Unpickling bytea columns from Psycopg2

Unpickling bytea columns from Psycopg2

I am storing pickled objects in a PostgreSQL database. Originally I
thought this was a bad idea, but they are seldom accessed and from what
I've learned apparently TOAST makes the performance impact minimal for
storing big blobs in a relational database.
When you INSERT or UPDATE a bytea column it is simple. Just construct a
psycopg2.Binary and pass it to the execute call on the cursor object. In
my case, it's a pickled object.
Whenever you do a SELECT and get back a bytea column you wind up with a
python buffer object. In other words, you can't just do a pickle.loads or
a pickle.load.

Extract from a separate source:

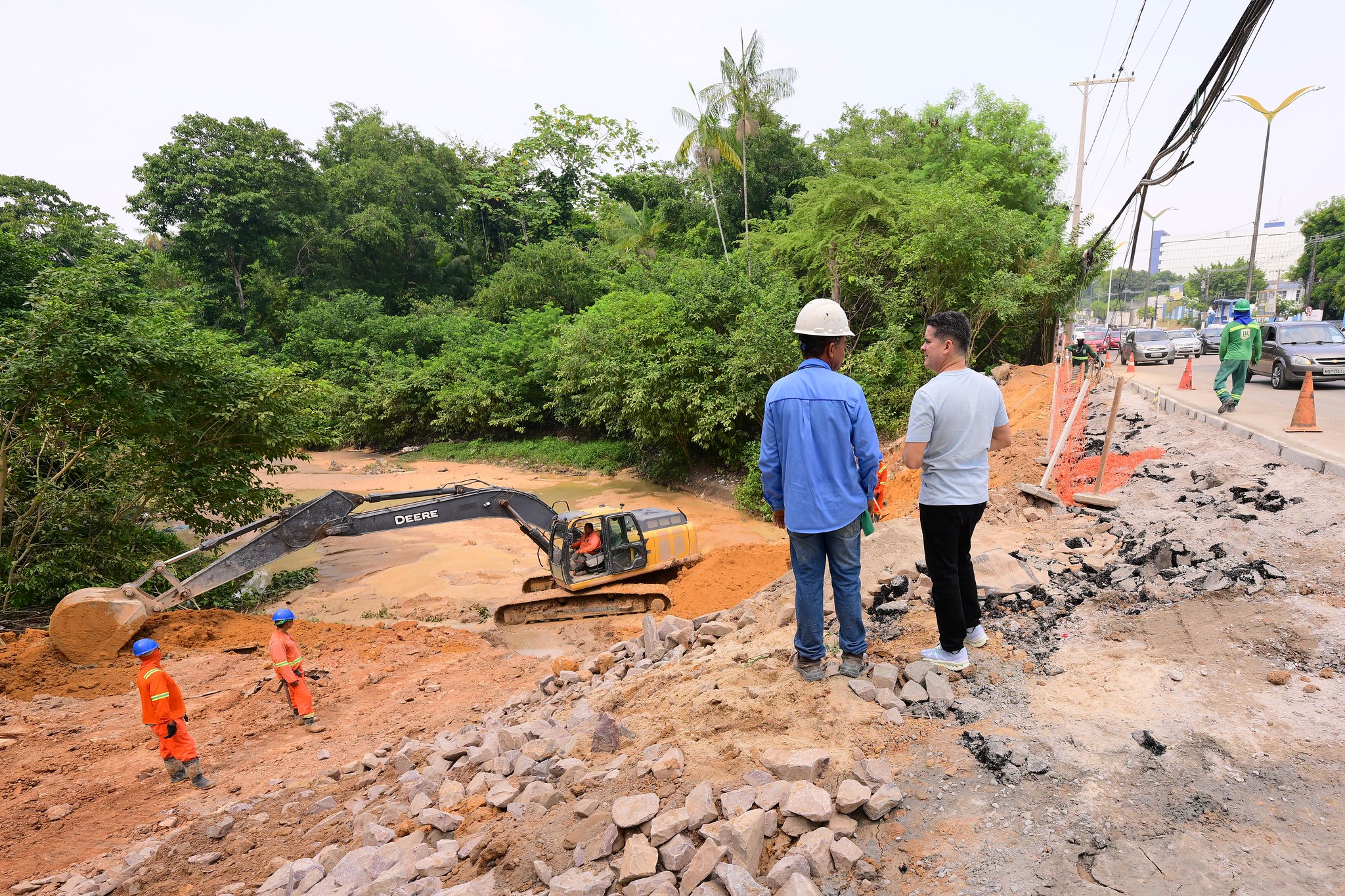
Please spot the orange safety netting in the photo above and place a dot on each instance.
(1074, 471)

The best I've come up with is using StringIO
import psycopg2
import cPickle as pickle
import cStringIO as StringIO
conn = psycopg2.connect(user='postgres',database='postgres')
cur = conn.cursor()
cur.execute('Select %s', (psycopg2.Binary(pickle.dumps({'foo':'bar'},-1)), ))
result, = cur.fetchone()
cur.close()
conn.rollback()
result = StringIO.StringIO(result)
print pickle.load(result)
What's the cost of this? Are the StringIO objects just shallow copies of
the original buffer object? Is there a more practical way of doing this?
I'm using Stackless 2.7.5 if it matters.